No doubt, security for online payments will be under the microscope once again in 2016. As new technologies continue to disrupt mobile payments and financial institutions and payment service providers still remain unsure of their responsibilities when it comes to fraud prevention, the time has come for the mobile commerce industry to reconsider its approach to security.
Shoppers vulnerable to fraud
With over 50% of all ecommerce internet traffic coming from mobile devices according to Shopify, users will be as vulnerable as ever to the possibility of fraud. In addition, a considerable percentage of shopping is now done on the move leading online retailers to make the shopping process, including checkout, quicker and user friendly.
So how can retailers, banks and payment service providers work together to strike an effective balance between creating a secure environment for users making online payments on their mobile devices and maintaining a good user experience, a degradation in which would inevitably contribute to a decline in check-out conversions?
Gartner has outlined three categories of applications and services that help enterprises secure m-commerce through user authentication: mobile app security; mobile environment security ;and mobile-friendly user authentication. While online retailers can take some measures in terms of the first two categories, they are limited in terms of strongly enforcing these; for instance they wouldn’t want to restrict usage to specific browsers or attempt to manage users’ devices. This leaves mobile-friendly user authentication as the main category for mobile commerce vendors to focus their security efforts on.
Unfortunately, traditional login and password-based authentication is too outdated to cope with modern day security threats, and is a hindrance to users in terms of the experience on mobile.
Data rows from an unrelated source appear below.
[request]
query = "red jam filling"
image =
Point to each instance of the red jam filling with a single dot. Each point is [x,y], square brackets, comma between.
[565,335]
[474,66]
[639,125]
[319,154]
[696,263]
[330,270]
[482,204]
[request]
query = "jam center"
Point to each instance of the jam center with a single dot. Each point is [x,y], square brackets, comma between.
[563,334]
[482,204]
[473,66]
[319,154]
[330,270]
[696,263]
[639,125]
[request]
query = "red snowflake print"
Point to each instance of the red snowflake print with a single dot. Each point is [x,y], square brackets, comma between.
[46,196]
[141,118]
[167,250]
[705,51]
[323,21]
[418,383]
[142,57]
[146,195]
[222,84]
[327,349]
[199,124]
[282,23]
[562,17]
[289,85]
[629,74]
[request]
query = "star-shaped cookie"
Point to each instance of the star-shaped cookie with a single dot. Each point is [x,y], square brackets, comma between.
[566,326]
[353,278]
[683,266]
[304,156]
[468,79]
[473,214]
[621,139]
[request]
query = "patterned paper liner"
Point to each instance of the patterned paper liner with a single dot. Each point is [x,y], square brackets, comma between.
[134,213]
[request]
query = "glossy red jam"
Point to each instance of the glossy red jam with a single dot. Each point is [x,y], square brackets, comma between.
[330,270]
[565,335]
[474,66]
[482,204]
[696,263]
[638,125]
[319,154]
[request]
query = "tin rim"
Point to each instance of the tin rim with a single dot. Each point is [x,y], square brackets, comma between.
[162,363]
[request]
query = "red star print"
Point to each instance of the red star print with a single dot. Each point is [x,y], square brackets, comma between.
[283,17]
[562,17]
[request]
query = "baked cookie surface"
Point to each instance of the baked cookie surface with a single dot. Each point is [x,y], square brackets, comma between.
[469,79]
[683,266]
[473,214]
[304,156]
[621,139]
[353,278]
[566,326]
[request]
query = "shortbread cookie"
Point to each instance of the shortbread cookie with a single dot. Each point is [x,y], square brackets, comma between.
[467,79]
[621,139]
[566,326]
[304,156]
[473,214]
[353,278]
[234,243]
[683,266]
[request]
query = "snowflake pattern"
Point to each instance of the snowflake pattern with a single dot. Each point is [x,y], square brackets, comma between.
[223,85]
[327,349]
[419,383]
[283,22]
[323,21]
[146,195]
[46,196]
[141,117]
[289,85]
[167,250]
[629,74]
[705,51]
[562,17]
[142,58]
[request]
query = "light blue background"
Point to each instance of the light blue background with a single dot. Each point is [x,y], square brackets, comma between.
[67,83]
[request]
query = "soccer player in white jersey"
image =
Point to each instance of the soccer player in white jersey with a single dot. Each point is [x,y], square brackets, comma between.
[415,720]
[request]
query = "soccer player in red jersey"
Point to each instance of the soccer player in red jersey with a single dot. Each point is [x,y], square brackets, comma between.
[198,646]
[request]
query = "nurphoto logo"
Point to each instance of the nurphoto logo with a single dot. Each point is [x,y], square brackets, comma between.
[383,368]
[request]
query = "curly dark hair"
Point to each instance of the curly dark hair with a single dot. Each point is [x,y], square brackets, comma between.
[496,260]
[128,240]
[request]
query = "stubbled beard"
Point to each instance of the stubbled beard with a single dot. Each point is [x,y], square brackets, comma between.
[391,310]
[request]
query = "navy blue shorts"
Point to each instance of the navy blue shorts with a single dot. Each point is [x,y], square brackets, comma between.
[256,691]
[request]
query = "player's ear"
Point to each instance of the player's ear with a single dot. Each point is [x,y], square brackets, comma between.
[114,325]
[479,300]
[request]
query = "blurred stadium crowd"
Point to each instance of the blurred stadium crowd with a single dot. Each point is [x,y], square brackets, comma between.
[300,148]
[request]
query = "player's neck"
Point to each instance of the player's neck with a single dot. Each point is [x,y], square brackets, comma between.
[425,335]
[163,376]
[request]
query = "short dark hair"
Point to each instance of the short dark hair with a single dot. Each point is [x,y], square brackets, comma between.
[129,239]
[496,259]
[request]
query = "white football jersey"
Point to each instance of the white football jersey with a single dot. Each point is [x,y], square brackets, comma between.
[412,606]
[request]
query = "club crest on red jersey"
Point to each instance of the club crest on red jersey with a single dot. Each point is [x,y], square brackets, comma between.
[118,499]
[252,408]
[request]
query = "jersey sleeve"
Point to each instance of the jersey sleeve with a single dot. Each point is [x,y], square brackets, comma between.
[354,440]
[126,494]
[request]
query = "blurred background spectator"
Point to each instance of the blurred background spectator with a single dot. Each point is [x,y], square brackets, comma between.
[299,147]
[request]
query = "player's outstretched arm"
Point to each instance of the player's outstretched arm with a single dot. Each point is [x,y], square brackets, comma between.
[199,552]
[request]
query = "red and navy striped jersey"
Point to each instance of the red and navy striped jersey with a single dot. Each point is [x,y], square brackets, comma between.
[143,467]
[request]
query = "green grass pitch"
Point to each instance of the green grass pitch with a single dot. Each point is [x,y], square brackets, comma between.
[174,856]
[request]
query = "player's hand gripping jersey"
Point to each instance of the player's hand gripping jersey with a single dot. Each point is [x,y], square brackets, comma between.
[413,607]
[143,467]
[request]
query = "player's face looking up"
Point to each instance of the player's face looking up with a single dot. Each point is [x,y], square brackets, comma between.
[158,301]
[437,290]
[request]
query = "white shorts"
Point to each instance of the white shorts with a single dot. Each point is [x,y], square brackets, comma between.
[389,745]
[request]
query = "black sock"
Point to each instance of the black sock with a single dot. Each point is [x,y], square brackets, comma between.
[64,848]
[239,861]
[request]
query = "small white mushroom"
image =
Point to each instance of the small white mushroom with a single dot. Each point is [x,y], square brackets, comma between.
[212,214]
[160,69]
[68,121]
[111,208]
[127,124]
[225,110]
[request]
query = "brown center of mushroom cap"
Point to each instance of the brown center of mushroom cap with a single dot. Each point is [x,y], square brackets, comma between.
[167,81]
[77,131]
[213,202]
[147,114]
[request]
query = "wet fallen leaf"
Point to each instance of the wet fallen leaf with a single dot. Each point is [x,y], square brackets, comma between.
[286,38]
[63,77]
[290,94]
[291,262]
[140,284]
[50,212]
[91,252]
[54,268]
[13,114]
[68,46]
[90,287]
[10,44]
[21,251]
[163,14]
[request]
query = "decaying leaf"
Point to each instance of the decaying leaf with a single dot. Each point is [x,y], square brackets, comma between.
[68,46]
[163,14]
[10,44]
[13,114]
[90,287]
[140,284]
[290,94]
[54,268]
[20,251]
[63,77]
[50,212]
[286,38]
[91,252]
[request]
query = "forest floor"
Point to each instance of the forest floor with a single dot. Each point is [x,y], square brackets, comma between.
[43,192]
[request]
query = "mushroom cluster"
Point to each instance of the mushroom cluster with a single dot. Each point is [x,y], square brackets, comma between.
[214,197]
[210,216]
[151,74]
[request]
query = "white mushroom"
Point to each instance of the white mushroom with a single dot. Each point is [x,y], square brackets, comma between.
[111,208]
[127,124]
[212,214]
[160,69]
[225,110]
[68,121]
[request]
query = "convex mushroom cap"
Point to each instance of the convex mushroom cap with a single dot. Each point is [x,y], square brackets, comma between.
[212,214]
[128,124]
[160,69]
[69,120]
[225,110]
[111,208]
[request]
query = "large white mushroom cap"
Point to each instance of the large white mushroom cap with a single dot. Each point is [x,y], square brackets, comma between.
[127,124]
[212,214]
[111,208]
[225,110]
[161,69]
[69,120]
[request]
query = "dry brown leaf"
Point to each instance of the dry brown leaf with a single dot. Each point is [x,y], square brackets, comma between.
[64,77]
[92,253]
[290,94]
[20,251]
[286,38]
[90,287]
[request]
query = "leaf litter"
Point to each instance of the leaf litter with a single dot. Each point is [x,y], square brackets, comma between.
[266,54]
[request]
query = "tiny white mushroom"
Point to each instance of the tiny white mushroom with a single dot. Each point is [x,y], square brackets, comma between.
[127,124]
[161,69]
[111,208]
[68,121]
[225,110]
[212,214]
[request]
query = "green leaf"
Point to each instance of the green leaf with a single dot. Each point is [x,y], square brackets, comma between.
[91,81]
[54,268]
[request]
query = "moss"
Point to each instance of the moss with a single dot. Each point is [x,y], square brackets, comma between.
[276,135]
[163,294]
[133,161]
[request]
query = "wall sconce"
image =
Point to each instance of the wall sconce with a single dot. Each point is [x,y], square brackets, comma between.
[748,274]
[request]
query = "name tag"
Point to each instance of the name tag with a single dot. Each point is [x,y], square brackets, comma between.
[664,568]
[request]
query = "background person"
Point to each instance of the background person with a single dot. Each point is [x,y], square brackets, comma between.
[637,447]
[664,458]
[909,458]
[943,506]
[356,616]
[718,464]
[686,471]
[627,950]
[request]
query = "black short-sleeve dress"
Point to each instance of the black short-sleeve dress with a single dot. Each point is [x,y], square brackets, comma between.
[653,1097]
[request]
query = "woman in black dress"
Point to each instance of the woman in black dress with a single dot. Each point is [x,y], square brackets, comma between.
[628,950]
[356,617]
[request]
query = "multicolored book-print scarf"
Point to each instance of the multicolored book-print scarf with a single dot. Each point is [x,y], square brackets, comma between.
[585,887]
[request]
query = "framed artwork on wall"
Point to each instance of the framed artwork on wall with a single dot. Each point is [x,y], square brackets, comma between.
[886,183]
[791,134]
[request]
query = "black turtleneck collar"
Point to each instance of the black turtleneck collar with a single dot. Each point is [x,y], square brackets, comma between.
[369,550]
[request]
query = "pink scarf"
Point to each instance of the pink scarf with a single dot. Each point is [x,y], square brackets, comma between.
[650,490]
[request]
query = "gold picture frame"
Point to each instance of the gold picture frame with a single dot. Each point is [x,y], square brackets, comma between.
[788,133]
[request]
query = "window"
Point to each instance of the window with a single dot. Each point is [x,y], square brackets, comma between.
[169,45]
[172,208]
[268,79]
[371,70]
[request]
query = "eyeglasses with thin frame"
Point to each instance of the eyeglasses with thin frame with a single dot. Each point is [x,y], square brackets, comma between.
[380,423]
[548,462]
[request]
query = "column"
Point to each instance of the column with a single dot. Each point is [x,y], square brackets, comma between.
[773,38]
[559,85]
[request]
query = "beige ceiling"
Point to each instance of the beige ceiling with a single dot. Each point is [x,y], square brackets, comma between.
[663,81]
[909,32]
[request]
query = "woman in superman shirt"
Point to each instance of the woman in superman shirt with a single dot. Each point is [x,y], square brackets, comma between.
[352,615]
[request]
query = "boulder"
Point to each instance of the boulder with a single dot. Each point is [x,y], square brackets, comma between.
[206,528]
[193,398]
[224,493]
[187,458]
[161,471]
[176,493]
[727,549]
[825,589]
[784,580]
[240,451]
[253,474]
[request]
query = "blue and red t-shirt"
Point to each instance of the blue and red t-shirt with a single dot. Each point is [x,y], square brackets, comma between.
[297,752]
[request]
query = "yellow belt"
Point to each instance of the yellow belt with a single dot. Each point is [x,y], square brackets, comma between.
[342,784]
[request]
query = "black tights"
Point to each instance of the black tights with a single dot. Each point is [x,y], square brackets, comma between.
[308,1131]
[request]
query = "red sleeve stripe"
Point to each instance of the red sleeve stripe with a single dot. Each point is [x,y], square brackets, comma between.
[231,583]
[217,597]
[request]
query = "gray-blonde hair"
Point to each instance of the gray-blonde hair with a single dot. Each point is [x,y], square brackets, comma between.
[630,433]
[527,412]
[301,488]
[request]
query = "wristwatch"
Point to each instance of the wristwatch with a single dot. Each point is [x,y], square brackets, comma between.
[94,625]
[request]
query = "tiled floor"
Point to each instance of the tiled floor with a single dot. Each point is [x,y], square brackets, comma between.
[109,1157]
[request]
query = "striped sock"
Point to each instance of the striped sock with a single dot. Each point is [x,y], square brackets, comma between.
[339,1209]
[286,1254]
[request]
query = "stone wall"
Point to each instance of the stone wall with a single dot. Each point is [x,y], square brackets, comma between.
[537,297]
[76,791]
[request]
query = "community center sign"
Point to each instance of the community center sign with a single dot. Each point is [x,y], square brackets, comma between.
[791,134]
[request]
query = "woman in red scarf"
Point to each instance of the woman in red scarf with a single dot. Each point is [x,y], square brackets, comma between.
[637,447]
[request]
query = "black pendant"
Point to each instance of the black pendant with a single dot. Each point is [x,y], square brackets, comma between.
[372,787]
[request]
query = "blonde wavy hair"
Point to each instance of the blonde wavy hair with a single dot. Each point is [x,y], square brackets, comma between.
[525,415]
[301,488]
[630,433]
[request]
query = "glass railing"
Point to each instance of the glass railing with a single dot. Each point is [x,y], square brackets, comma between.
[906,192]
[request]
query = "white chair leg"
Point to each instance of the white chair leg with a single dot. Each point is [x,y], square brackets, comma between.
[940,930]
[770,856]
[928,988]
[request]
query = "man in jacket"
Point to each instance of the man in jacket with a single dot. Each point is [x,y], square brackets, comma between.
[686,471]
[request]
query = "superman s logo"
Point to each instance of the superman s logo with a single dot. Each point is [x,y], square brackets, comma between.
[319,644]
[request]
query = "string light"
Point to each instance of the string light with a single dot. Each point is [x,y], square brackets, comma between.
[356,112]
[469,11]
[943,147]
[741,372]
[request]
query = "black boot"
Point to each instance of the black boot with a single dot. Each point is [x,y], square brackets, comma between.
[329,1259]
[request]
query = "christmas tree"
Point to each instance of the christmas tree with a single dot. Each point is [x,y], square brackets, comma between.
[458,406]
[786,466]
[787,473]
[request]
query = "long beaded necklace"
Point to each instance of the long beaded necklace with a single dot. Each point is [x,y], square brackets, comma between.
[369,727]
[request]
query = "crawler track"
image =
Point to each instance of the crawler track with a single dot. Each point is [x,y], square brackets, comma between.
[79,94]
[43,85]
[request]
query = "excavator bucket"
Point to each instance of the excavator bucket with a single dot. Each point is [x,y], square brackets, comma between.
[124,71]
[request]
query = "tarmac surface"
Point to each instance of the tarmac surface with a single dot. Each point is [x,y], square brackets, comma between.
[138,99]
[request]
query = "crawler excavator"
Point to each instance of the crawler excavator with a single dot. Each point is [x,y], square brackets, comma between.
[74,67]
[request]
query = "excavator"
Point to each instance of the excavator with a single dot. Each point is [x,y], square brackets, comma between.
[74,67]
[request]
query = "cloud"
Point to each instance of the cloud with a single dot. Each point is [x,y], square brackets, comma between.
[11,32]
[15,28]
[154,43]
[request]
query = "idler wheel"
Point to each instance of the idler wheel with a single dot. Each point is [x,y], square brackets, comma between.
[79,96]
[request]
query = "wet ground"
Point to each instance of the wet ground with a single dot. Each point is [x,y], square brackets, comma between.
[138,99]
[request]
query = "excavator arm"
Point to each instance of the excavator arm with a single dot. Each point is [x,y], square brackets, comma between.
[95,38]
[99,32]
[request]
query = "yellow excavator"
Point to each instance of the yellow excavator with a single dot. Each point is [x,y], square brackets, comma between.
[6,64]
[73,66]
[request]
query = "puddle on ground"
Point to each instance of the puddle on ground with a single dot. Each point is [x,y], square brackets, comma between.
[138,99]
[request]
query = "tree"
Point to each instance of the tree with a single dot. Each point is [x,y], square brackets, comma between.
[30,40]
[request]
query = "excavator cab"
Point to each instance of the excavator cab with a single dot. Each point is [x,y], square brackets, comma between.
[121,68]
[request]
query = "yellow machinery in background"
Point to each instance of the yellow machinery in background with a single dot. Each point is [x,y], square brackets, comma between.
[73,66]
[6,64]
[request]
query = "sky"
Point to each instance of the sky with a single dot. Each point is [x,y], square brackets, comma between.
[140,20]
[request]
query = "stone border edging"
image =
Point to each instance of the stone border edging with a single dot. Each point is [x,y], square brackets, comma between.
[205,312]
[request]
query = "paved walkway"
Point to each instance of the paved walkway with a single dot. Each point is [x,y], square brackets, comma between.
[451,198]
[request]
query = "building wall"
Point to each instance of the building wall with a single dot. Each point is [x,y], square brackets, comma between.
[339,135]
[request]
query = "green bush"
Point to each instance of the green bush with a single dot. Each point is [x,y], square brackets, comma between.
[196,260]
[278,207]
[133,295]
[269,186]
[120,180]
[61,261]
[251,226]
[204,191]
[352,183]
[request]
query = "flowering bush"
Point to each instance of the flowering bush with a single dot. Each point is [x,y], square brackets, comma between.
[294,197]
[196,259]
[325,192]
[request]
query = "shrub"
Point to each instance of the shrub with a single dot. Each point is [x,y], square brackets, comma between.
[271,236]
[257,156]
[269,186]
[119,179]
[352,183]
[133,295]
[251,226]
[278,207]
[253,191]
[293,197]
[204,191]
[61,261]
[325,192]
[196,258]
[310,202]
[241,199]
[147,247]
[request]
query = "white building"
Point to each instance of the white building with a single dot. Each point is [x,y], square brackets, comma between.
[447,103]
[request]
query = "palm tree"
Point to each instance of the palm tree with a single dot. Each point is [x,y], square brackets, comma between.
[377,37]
Such static passwords leave the door wide open for hackers as their fraudulent ambitions rely greatly on human nature; we all have too many passwords to keep track of, and either make simple ones or reuse the same password for multiple accounts.
Strong forms of authentication
Phone number verification, on the other hand, is a stronger form of authentication and provides a better user experience on mobile devices making it ideal for mobile commerce.
So, how does phone number verification work? Essentially, it is based on using a phone number as the user identity. Phone numbers are relatively expensive and time-consuming to fake, everyone has a number which is personal to them and they tend to retain for a long period of time and no additional hardware is required (which makes using mobile as a security tool more affordable). Phone number-based authentication differs from static passwords as it involves sending a one-time password (OTP) to a user via a separate means of communication (usually a text message or a voice call) which only the user has access to. And this one-time password expires within a short period of time.
For increased security, phone numbers can be combined with device identifiers to ensure that users have access to not only the phone number they use as identifiers but also the mobile devices they have registered for use with the application. In this scenario, push notifications can be used to send verification codes that are automatically consumed by the mobile commerce application to provide a seamless experience for users.
Should mobile security be a priority, even if at the expense of the customer experience? With only 67% of banks under the impression that providing security is a mandatory requirement and 48% of financial institutions admitting they act to mitigate the situation rather than provide a solution according to Kaspersky, the truth is that until law intervenes, mobile commerce vendors must take some of the responsibility for protecting themselves from chargebacks and their users from breach of personal information.